Training a Simple LSTM

In this tutorial we will go over using a recurrent neural network to classify clockwise and anticlockwise spirals. By the end of this tutorial you will be able to:

Create custom Lux models.
Become familiar with the Lux recurrent neural network API.
Training using Optimisers.jl and Zygote.jl.

Package Imports

julia

using ADTypes, Lux, LuxAMDGPU, LuxCUDA, JLD2, MLUtils, Optimisers, Zygote, Printf, Random,
      Statistics

Dataset

We will use MLUtils to generate 500 (noisy) clockwise and 500 (noisy) anticlockwise spirals. Using this data we will create a MLUtils.DataLoader. Our dataloader will give us sequences of size 2 × seq_len × batch_size and we need to predict a binary value whether the sequence is clockwise or anticlockwise.

julia

function get_dataloaders(; dataset_size=1000, sequence_length=50)
    # Create the spirals
    data = [MLUtils.Datasets.make_spiral(sequence_length) for _ in 1:dataset_size]
    # Get the labels
    labels = vcat(repeat([0.0f0], dataset_size ÷ 2), repeat([1.0f0], dataset_size ÷ 2))
    clockwise_spirals = [reshape(d[1][:, 1:sequence_length], :, sequence_length, 1)
                         for d in data[1:(dataset_size ÷ 2)]]
    anticlockwise_spirals = [reshape(
                                 d[1][:, (sequence_length + 1):end], :, sequence_length, 1)
                             for d in data[((dataset_size ÷ 2) + 1):end]]
    x_data = Float32.(cat(clockwise_spirals..., anticlockwise_spirals...; dims=3))
    # Split the dataset
    (x_train, y_train), (x_val, y_val) = splitobs((x_data, labels); at=0.8, shuffle=true)
    # Create DataLoaders
    return (
        # Use DataLoader to automatically minibatch and shuffle the data
        DataLoader(collect.((x_train, y_train)); batchsize=128, shuffle=true),
        # Don't shuffle the validation data
        DataLoader(collect.((x_val, y_val)); batchsize=128, shuffle=false))
end

get_dataloaders (generic function with 1 method)

Creating a Classifier

We will be extending the Lux.AbstractExplicitContainerLayer type for our custom model since it will contain a lstm block and a classifier head.

We pass the fieldnames lstm_cell and classifier to the type to ensure that the parameters and states are automatically populated and we don't have to define Lux.initialparameters and Lux.initialstates.

To understand more about container layers, please look at Container Layer.

julia

struct SpiralClassifier{L, C} <:
       Lux.AbstractExplicitContainerLayer{(:lstm_cell, :classifier)}
    lstm_cell::L
    classifier::C
end

We won't define the model from scratch but rather use the Lux.LSTMCell and Lux.Dense.

julia

function SpiralClassifier(in_dims, hidden_dims, out_dims)
    return SpiralClassifier(
        LSTMCell(in_dims => hidden_dims), Dense(hidden_dims => out_dims, sigmoid))
end

Main.var"##225".SpiralClassifier

We can use default Lux blocks – Recurrence(LSTMCell(in_dims => hidden_dims) – instead of defining the following.
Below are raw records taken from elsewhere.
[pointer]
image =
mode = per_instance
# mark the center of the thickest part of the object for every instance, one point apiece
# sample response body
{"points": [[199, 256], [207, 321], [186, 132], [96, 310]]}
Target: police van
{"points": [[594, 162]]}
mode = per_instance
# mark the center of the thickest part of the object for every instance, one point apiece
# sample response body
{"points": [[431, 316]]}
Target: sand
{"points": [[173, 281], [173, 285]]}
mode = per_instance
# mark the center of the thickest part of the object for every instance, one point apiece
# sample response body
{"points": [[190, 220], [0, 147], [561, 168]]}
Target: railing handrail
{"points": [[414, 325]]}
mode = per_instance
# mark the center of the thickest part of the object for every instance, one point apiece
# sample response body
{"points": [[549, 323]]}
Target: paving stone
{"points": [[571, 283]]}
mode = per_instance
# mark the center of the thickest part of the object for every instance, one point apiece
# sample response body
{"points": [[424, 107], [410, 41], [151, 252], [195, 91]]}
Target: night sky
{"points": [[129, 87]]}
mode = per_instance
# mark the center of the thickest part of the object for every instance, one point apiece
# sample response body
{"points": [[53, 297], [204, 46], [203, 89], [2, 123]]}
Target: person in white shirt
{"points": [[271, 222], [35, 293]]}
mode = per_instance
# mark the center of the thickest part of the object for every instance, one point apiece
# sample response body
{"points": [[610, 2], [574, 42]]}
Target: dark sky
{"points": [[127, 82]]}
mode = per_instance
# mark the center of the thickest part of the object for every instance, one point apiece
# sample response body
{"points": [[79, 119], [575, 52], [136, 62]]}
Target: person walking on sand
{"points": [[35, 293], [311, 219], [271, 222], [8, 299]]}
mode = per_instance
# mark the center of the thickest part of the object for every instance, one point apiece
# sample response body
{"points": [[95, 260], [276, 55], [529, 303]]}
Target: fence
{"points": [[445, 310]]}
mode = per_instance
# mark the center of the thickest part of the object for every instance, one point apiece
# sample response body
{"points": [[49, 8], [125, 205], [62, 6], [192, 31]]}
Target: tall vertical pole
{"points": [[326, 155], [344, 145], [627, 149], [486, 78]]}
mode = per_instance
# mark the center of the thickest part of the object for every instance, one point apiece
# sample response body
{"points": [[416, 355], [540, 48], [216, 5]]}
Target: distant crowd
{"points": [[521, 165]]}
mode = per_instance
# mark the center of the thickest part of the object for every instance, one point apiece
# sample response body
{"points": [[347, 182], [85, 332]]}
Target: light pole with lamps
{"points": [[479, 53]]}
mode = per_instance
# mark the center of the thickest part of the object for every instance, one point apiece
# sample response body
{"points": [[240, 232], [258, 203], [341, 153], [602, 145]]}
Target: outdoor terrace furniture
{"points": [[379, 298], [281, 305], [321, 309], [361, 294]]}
But let's still do it for the sake of it.

Now we need to define the behavior of the Classifier when it is invoked.

julia

function (s::SpiralClassifier)(
        x::AbstractArray{T, 3}, ps::NamedTuple, st::NamedTuple) where {T}
    # First we will have to run the sequence through the LSTM Cell
    # The first call to LSTM Cell will create the initial hidden state
    # See that the parameters and states are automatically populated into a field called
    # `lstm_cell` We use `eachslice` to get the elements in the sequence without copying,
    # and `Iterators.peel` to split out the first element for LSTM initialization.
    x_init, x_rest = Iterators.peel(Lux._eachslice(x, Val(2)))
    (y, carry), st_lstm = s.lstm_cell(x_init, ps.lstm_cell, st.lstm_cell)
    # Now that we have the hidden state and memory in `carry` we will pass the input and
    # `carry` jointly
    for x in x_rest
        (y, carry), st_lstm = s.lstm_cell((x, carry), ps.lstm_cell, st_lstm)
    end
    # After running through the sequence we will pass the output through the classifier
    y, st_classifier = s.classifier(y, ps.classifier, st.classifier)
    # Finally remember to create the updated state
    st = merge(st, (classifier=st_classifier, lstm_cell=st_lstm))
    return vec(y), st
end

Defining Accuracy, Loss and Optimiser

Now let's define the binarycrossentropy loss. Typically it is recommended to use logitbinarycrossentropy since it is more numerically stable, but for the sake of simplicity we will use binarycrossentropy.

julia

function xlogy(x, y)
    result = x * log(y)
    return ifelse(iszero(x), zero(result), result)
end

function binarycrossentropy(y_pred, y_true)
    y_pred = y_pred .+ eps(eltype(y_pred))
    return mean(@. -xlogy(y_true, y_pred) - xlogy(1 - y_true, 1 - y_pred))
end

function compute_loss(model, ps, st, (x, y))
    y_pred, st = model(x, ps, st)
    return binarycrossentropy(y_pred, y), st, (; y_pred=y_pred)
end

matches(y_pred, y_true) = sum((y_pred .> 0.5f0) .== y_true)
accuracy(y_pred, y_true) = matches(y_pred, y_true) / length(y_pred)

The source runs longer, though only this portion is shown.